With Claire’s flowers you know you are getting them at their very best. “I pick my flowers at 6am and they go in a dark barn. They are bought by my clients that afternoon. I don’t need to use chemicals or extra sugar food, and I’ve already got four days ahead of the supermarkets.”
Growing flowers in the British countryside sounds pretty idyllic but the rose-tinted idea of a flower grower’s life being easy is far removed from reality. Jan Waters from JW Blooms in Somerset works 80 hours a week with one other grower to grow, pick and create all the floristry for weddings and provide postal bouquets – she even runs a coffee shop that opens on Sundays.
With a gardening background Jan was inspired to get into growing in 2008 after she picked all the cornflowers from her allotment and saw the delighted reaction from people as she cycled home with them on her bike. “I realised I could sell them, and then I read about Jane Lindsey who started growing cut flowers on her smallholding in Scotland and thought, ‘if she can do it, so can I.'”
When she first set up Jan said she knew of about half a dozen other growers doing the same thing, but now there are huge numbers and it’s rising. “Sarah Raven was hugely influential and gave people the idea they could do this themselves. Over the past four years the industry has really grown. Gill Hodgson made a huge difference with Flowers From the Farm as well.”
There are some key differences to organically grown and glasshouse flowers, and the main one is the variety available to the buyer. Jan said: “The range of flowers I can offer is far greater as I can include flowers that can’t survive the packing process like lilies, roses or tulips can.
“We have just over an acre and in dahlias alone we have more than 40 different varieties.
They also smell amazing, whereas flowers that have been dipped have no fragrance. I don’t use chemicals, the only things I use to spray the flowers are garlic, chili, and sometimes a seaweed spray, so nothing that I wouldn’t eat myself. I dread to think of the chemicals that are sprayed on many of our imported flowers.”
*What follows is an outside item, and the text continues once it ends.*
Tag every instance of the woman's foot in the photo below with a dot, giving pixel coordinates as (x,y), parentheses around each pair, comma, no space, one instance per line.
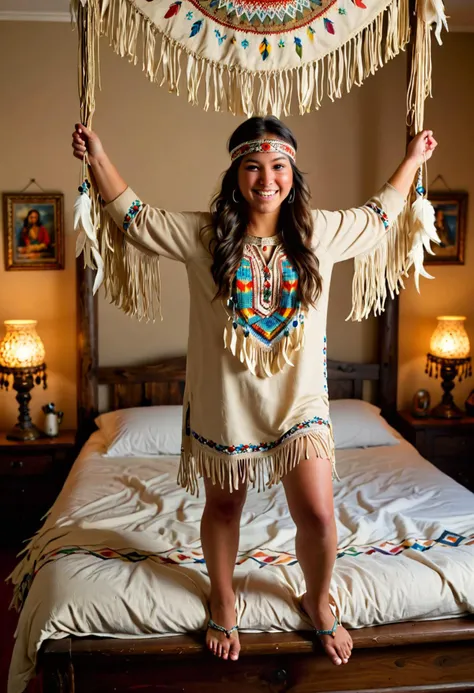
(223,613)
(339,647)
Jan also shares a concern with many discerning consumers about the issue of waste packaging. Flowers that come into the supermarket are wrapped in cellophane, just one more thing that goes into land fill. “I don’t use packaging, and I don’t use the florists’ oasis bricks which are bad for the environment as well as they don’t biodegrade.”
British flower growers are reliant on the seasons, so the choice is more limited come Christmas and the winter months, however there are growers across the world who are appealing to the British taste for flowers year-round who do use organic and ethical methods of growing.
Rosabie Morton of The Real Flower Company helped to set up the Fairtrade rose farm in Nanyuki, Kenya, where roses are grown year-round, employs 500 local workers and utilises the empty space on scheduled passenger jets to carry their flowers, rather than cargo-only flights.
There will always be a place for year-round flowers, but British organic flower growers are offering a wider choice for the consumer and perhaps when you buy your blooms out of season, you’ll think more about what it took to produce them.